The announcement Friday of a rate cut by the People's Bank of China came after growth had slowed to a six-year low of 6.9 per cent in the latest quarter, according to official figures, dragged down by weak global demand and Beijing's effort to reduce reliance on construction and heavy industry.
China's central bank said the benchmark rate on a one-year loan will fall by 0.25 percentage point to 4.35 per cent, effective Saturday. The benchmark rate for a one-year bank deposit will be reduced by the same margin to 1.5 per cent.
The central bank also increased the amount of money available for lending by reducing the level of reserves banks are required to hold.
"There still exists some downward pressure on China's economic growth," the People's Bank of China said in a statement. "We need to continue to use monetary policy tools to strengthen economic structural adjustment and create a good monetary and financial environment."
The move to reduce reserve requirements could cause consternation among some observers, who fear Chinese banks are already overextended with bad loans and may not be prepared for defaults.
State-owned firms get the cash
Most bank lending in China goes to government companies rather than to the entrepreneurs who generate most of the country's jobs and wealth. So the immediate impact of rate cuts is to lower financing costs for state industry.

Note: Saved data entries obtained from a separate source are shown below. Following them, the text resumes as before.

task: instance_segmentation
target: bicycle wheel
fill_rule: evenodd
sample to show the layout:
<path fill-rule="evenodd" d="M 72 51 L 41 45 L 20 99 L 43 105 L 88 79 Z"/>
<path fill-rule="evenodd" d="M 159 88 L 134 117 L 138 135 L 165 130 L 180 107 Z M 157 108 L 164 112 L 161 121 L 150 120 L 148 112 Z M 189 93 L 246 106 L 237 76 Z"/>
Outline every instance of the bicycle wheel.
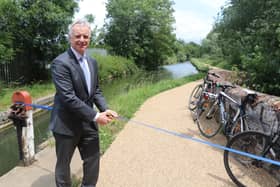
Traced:
<path fill-rule="evenodd" d="M 206 138 L 215 136 L 222 128 L 219 123 L 219 107 L 211 99 L 199 104 L 196 111 L 196 123 L 200 133 Z"/>
<path fill-rule="evenodd" d="M 269 137 L 261 132 L 246 131 L 234 136 L 227 144 L 228 148 L 262 155 Z M 263 161 L 248 156 L 224 151 L 224 166 L 227 174 L 237 186 L 277 186 L 279 181 L 273 177 Z"/>
<path fill-rule="evenodd" d="M 189 103 L 188 103 L 189 110 L 193 111 L 196 109 L 197 102 L 199 101 L 202 92 L 203 92 L 203 85 L 202 84 L 196 85 L 189 97 Z"/>

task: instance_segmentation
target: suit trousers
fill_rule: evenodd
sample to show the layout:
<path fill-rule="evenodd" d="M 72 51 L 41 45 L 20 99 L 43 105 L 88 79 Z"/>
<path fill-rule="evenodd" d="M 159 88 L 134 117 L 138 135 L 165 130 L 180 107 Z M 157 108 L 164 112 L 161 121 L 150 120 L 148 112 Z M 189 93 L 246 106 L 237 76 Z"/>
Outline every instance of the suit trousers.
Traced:
<path fill-rule="evenodd" d="M 55 181 L 57 187 L 71 187 L 70 163 L 78 147 L 83 160 L 82 186 L 95 187 L 99 174 L 99 137 L 97 131 L 85 131 L 78 136 L 53 133 L 56 145 L 57 162 Z"/>

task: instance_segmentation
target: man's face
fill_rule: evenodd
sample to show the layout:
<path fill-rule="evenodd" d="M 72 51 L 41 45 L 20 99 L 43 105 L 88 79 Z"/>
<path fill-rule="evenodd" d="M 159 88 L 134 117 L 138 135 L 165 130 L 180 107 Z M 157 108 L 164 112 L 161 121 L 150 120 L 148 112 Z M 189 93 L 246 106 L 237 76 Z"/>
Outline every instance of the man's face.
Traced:
<path fill-rule="evenodd" d="M 83 55 L 90 43 L 90 28 L 86 25 L 74 25 L 70 36 L 71 46 Z"/>

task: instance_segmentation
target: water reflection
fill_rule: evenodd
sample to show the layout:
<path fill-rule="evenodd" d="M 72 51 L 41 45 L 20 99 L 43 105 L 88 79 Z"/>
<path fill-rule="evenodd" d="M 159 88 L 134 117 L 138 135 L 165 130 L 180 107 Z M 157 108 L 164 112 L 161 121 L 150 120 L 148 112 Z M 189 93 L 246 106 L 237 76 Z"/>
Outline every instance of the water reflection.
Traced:
<path fill-rule="evenodd" d="M 172 74 L 172 78 L 174 79 L 198 73 L 196 68 L 188 61 L 179 64 L 166 65 L 163 66 L 163 68 L 170 72 Z"/>
<path fill-rule="evenodd" d="M 50 112 L 45 111 L 33 120 L 35 152 L 38 151 L 38 145 L 50 136 L 48 130 L 49 118 Z M 0 133 L 0 153 L 0 176 L 2 176 L 19 163 L 17 135 L 14 126 Z"/>

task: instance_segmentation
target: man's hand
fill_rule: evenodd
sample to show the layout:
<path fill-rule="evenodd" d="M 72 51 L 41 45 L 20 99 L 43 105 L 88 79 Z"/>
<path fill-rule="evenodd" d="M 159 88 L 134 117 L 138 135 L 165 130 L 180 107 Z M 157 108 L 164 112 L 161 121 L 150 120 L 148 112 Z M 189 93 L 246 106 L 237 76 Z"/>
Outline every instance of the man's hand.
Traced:
<path fill-rule="evenodd" d="M 112 120 L 117 118 L 119 115 L 117 112 L 113 110 L 106 110 L 105 112 L 99 113 L 98 118 L 96 119 L 96 122 L 100 125 L 106 125 L 110 123 Z"/>
<path fill-rule="evenodd" d="M 106 115 L 107 115 L 109 118 L 111 118 L 112 120 L 119 117 L 118 113 L 115 112 L 115 111 L 113 111 L 113 110 L 106 110 L 105 112 L 106 112 Z"/>

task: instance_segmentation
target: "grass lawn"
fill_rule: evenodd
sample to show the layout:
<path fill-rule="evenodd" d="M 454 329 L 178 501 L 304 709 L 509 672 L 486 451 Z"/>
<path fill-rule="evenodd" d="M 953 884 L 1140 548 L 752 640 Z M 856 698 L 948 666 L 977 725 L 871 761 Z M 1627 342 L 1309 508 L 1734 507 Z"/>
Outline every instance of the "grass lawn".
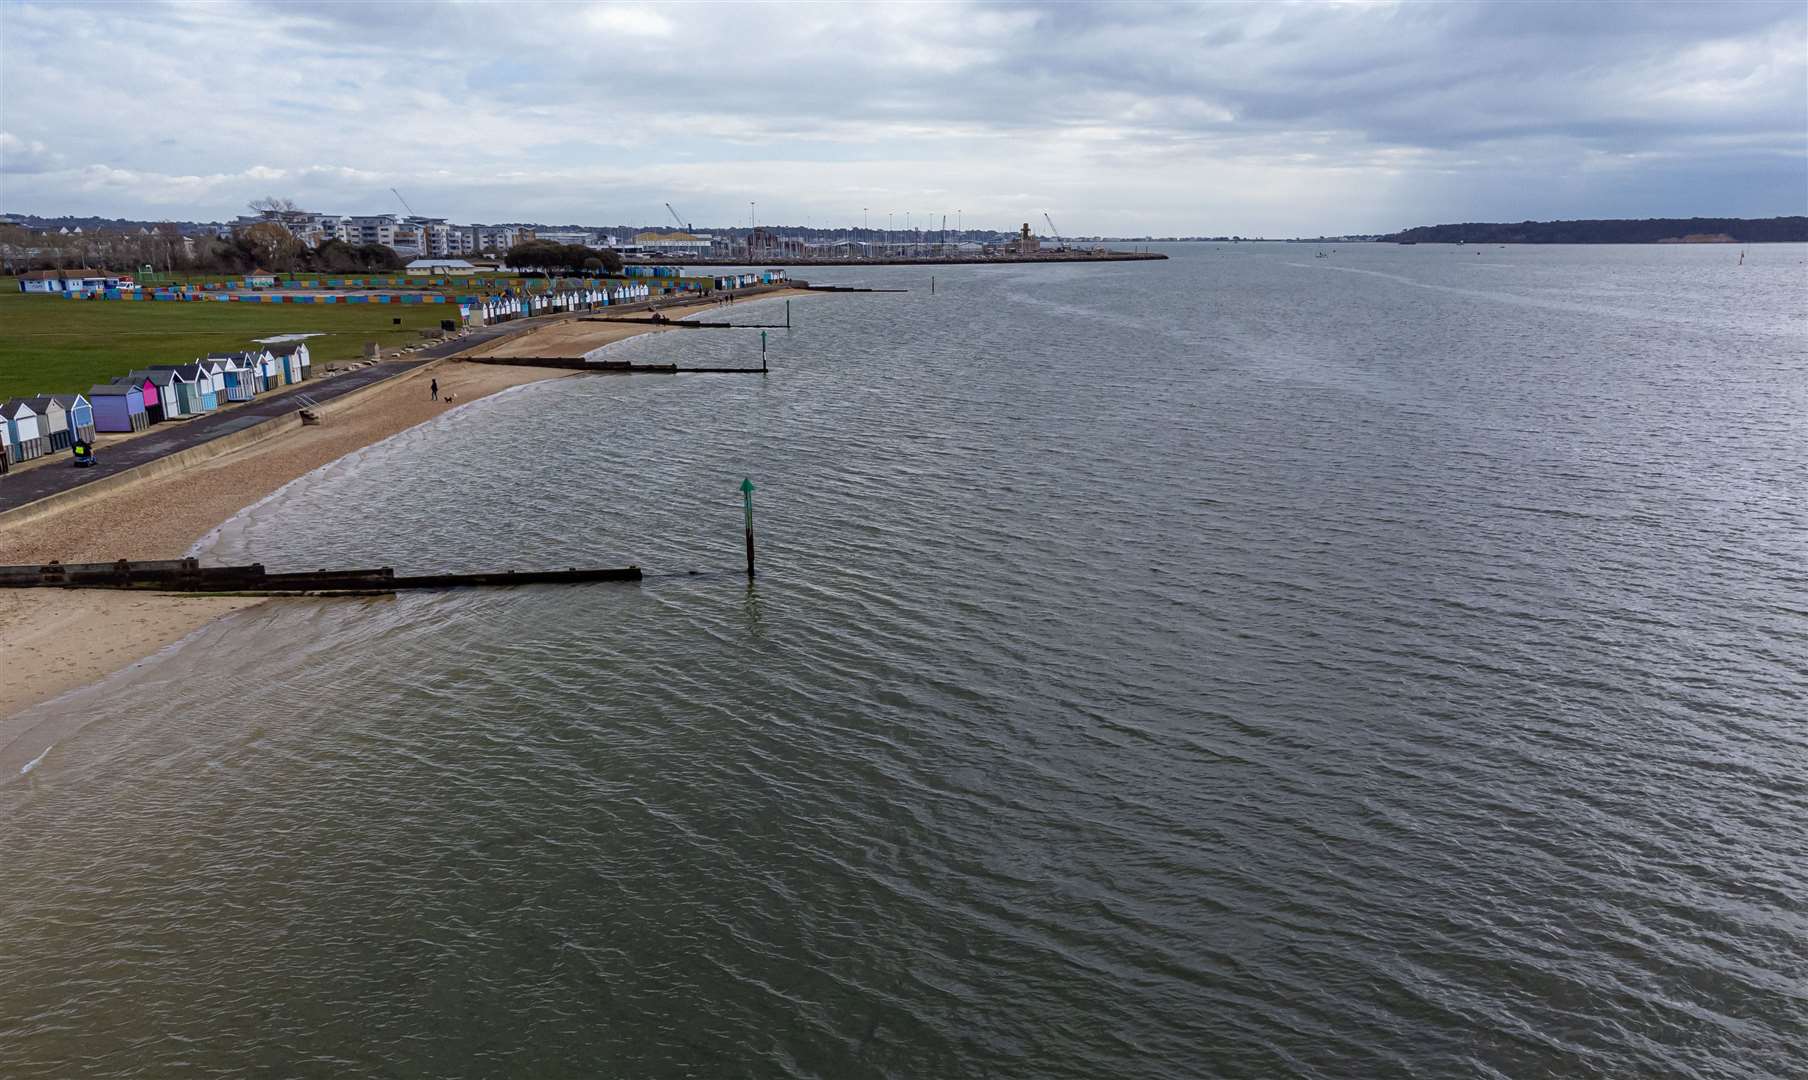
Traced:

Much of China's 5-year-old decline in economic growth is self-imposed. The ruling Communist Party is trying to steer the country to a more sustainable expansion based on domestic consumption instead of exports and investment.
But the unexpectedly sharp slowdown over the past year has sparked concern that growth was falling too abruptly, raising the danger of job losses and unrest. That prompted Communist leaders to start cutting interest rates in November and to launch mini-stimulus measures through higher spending on building public works.
Factory activity weakened in the latest quarter while retail sales growth accelerated in a positive sign for efforts to promote a consumer-led economy. Credit growth is picking up.
"Fears that the economy was rapidly decelerating seem to have receded," Mark Williams of Capital Economics said in a report.
"Admittedly, we're still waiting for clear evidence of an economic turnaround," Williams said. "Nonetheless, with more stimulus in the pipeline.